After a career full of roles of varying degrees of seriousness (but always looking drop dead gorgeous), Theron has hit critical paydirt by transforming herself from a slender, willowy beauty to a skanky, foul mouthed, mullet-wearing ho with stained and crooked teeth.

Physically, the change is amazing – only the teeth are fake. For the rest, Theron spent hours in the make-up chair, put on weight, rubbed grease in her hair and dressed courtesy of a trucker's girl fashion boutique.

Was the performance Oscar-worthy? Maybe it was the best choice this year, but it isn't the best you've ever seen. It may be that she's so beautiful she just doesn't grasp being plain – at times it's hammy and too forced. Her lower class flourishes like the repeated uttering of the line 'Well, shee-it!' are just this side of ridiculous and overdone, and her over-eagerness almost hobbles the performance.

But what about the movie? Most discussion has centered on Theron's portrayal of Wuornos rather than the downfall that led to her execution.

After a lifetime of hard knocks (she claims to have been a prostitute since 13, although time and again reveals herself to be opportunistic and flexible with the truth to further her interests), Wuornos is sitting under a bridge deciding that after a final drink, she'll kill herself.

She meets the doe-eyed young Selby Wall in a bar (Ricci), the girl who'll be the only person she'll ever love.
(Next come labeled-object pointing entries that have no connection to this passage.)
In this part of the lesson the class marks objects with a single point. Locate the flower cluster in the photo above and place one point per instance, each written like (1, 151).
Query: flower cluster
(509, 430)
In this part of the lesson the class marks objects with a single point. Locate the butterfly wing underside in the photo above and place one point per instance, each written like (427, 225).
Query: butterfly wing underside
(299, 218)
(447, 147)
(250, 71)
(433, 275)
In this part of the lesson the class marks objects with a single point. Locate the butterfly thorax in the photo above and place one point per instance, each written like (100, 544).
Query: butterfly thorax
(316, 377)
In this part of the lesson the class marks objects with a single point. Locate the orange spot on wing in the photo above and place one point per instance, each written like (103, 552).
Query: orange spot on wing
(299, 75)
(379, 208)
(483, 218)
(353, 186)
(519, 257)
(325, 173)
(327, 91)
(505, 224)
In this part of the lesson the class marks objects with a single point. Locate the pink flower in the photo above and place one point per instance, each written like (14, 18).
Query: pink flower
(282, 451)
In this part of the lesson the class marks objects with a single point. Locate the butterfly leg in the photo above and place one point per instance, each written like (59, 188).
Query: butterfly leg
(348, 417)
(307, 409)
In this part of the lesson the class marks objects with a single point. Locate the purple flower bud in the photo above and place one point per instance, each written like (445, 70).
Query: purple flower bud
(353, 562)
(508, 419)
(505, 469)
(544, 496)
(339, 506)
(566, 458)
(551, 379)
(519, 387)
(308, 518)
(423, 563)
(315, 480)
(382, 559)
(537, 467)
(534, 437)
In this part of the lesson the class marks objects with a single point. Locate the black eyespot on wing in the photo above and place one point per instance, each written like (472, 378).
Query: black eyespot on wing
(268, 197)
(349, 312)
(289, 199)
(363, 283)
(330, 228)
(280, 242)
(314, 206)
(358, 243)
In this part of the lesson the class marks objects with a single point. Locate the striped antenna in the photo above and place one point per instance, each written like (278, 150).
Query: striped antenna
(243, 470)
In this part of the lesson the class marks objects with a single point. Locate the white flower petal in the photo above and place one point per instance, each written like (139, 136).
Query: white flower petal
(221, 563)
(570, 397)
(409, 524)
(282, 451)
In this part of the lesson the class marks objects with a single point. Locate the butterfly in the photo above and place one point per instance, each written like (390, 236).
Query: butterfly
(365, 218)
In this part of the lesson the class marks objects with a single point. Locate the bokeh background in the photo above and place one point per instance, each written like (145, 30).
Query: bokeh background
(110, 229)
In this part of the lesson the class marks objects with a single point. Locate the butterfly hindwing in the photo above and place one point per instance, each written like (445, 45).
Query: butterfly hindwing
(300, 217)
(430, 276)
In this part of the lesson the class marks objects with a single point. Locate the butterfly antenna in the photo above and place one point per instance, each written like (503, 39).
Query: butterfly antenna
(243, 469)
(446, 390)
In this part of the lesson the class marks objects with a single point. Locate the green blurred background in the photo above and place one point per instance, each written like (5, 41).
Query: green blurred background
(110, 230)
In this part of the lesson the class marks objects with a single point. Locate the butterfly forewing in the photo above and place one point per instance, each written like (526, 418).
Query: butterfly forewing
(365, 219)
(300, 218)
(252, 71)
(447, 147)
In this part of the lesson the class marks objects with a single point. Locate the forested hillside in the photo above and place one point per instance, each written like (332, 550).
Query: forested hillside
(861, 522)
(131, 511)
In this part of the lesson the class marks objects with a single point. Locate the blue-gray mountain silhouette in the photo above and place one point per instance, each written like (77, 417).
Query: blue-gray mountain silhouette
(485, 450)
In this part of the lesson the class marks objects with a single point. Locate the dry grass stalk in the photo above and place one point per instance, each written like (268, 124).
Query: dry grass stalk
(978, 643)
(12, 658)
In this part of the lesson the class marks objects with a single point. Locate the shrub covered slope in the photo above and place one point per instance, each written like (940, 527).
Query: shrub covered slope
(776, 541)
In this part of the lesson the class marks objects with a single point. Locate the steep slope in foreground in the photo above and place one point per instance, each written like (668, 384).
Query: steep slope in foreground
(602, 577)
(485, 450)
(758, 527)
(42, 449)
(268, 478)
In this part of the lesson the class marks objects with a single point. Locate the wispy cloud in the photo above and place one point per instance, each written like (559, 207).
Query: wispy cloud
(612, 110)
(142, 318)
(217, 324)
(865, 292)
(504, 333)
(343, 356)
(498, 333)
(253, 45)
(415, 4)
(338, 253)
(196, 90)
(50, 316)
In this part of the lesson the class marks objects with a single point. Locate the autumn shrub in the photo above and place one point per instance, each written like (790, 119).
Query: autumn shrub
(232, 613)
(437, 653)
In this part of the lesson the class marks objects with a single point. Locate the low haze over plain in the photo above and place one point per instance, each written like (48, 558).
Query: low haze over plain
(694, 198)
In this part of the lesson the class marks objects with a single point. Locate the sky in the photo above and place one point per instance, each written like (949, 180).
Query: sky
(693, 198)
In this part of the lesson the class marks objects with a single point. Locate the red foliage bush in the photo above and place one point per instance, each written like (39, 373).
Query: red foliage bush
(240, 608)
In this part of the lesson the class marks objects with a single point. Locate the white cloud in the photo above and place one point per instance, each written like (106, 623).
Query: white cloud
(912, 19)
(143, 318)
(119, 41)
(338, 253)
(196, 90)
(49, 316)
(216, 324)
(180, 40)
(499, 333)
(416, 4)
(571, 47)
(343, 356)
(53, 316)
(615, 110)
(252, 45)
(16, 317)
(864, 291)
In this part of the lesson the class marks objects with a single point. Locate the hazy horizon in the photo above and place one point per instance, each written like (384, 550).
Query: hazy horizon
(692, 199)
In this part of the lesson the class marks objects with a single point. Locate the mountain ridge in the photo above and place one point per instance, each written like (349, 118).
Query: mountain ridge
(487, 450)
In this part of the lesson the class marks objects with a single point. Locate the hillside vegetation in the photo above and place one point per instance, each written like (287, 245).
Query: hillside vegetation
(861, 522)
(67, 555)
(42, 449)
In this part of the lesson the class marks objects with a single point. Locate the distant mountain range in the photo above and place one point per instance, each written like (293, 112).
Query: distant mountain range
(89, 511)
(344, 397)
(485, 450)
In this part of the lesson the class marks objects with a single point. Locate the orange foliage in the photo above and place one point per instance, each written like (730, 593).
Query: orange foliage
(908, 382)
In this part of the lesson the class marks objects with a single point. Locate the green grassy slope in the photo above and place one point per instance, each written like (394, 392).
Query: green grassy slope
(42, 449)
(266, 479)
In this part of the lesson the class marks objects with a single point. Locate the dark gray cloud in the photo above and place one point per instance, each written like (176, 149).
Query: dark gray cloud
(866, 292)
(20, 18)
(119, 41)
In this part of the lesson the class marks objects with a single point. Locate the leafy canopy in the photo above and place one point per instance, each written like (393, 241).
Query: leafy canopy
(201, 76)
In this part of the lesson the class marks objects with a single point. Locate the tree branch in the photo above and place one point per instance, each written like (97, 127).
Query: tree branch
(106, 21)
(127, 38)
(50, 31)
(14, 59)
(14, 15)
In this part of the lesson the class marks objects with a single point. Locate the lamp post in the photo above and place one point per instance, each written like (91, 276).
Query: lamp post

Struggling with her emerging homosexuality after her staunch Christian family have done anything to try to 'cure' her of being a lesbian, Wall just want someone to talk to and immediately tries to connect with Wuornos, although the attraction is never entirely clear.

For her part Wuornos just wants a free drink, but the two become friends over the course of the night and start seeing each other more often, falling into something like love. As Wuornos rationalises during the voiceover, she'll never love a man again after they way so many have treated her, so she might as well. Their relationship deepens and while it's unlikely Selby has 'turned her into' a lesbian, it's enough that she's found love of any sort in her life.

Desperate for their relationship to survive, Wuornos tries her hardest to leave roadside sex and blowjobs for ten dollars a time and get legitimate work, but her history and manner are her own barriers to escaping her life, and in desperation she returns to her stomping ground of Florida's highways.

Unwittingly picking up a psycho who punches and ties her up, Wuornos escapes in time to turn her gun on him, and Monster's apparent messages comes into focus; it is sympathetic to Wuornos because she's a victim of the circumstances of her life. The real monsters are the world around her and the people in it who don't care except to take a piece of her self-respect or dignity away.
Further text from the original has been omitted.